L'image des portes, omniprésente dans la séquence d'ouverture, est emblématique du personnage. La jeune femme essaie d'ouvrir des portes avec toute son énergie, pour ne pas rester dehors.

On notera la violence avec laquelle elle saisit les casiers, dans le vestiaire, pour ne pas être sortie.

3. Un regard proche et distant

"voir jusqu'où ça pouvait l'amener" disait Luc Dardenne. Il faut souligner la singularité du regard porté sur le personnage.

C'est un regard qui semble coller à la jeune femme. On est toujours très près physiquement. Il n'y a pas de cadre large. Il n'y a pas de cadre sans Rosetta.
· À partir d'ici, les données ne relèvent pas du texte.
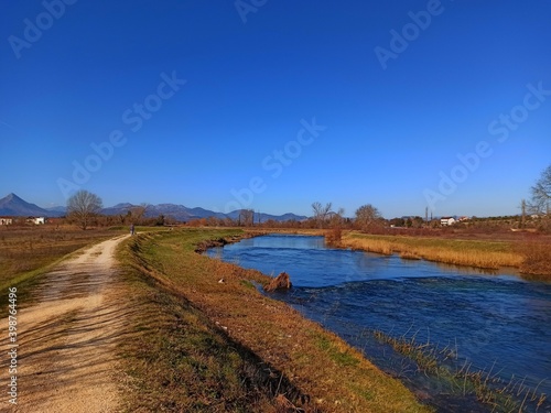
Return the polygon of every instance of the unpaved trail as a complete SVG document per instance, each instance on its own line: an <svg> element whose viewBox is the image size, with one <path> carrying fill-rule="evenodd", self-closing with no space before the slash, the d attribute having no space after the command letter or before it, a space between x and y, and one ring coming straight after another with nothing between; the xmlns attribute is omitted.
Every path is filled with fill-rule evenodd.
<svg viewBox="0 0 551 413"><path fill-rule="evenodd" d="M125 335L129 308L114 252L127 237L93 246L60 264L33 291L36 304L18 311L18 404L10 404L2 389L0 411L119 410L116 343ZM1 323L8 326L6 318ZM3 365L0 377L6 378Z"/></svg>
La caméra n'est jamais en avance sur la jeune femme. Le cadre n'accueille pas les personnages, comme dans le cinéma traditionnel. Il essaie de suivre un personnage.

L'action commence in media res, voire même après. L'action est déjà finie : Rosetta est déjà renvoyée. Le spectateur doit saisir des bribes, essayer de deviner.

Luc Dardenne : Raconter empêche d'exister. Moins on raconte un personnage, plus il existe. On a essayé de ne pas raconter. On a tout fait dans ce sens, la mise en scène, le montage. Plutôt que de raconter, on a essayé de trouver les mouvements essentiels du personnage.

Entretien réalisé par Michèle Halberstadtpour pour le centre du cinéma de la Fédération Wallonie-Bruxelles, 2001.

La situation pourrait susciter la sympathie et favoriser l'identification, mais ce processus d'identification est sans cesse cassé. A aucun moment on n'entre dans le point de vue d'un personnnage. le regard est toujours extérieur. Rosetta reste opaque.

Rosetta est seule pour que le spectateur puisse être avec elle. Elle souffre et celui ou celle qui la regarde peut faire l’expérience de souffrir pour l’autre qui souffre. Pour que cette expérience ne soit pas seulement narcissique, il faut que Rosetta résiste à ce qui permet au spectateur de se projeter et de verser des larmes sur lui-même. Elle doit lui échapper, lui déplaire parfois, ne pas le séduire, ne pas devenir la victime à la recherche de sa trop facile pitié.

Luc Dardenne, Au dos de nos images, 1991-2005, Paris, éd. du Seuil, 2005, note du 14/08/1998.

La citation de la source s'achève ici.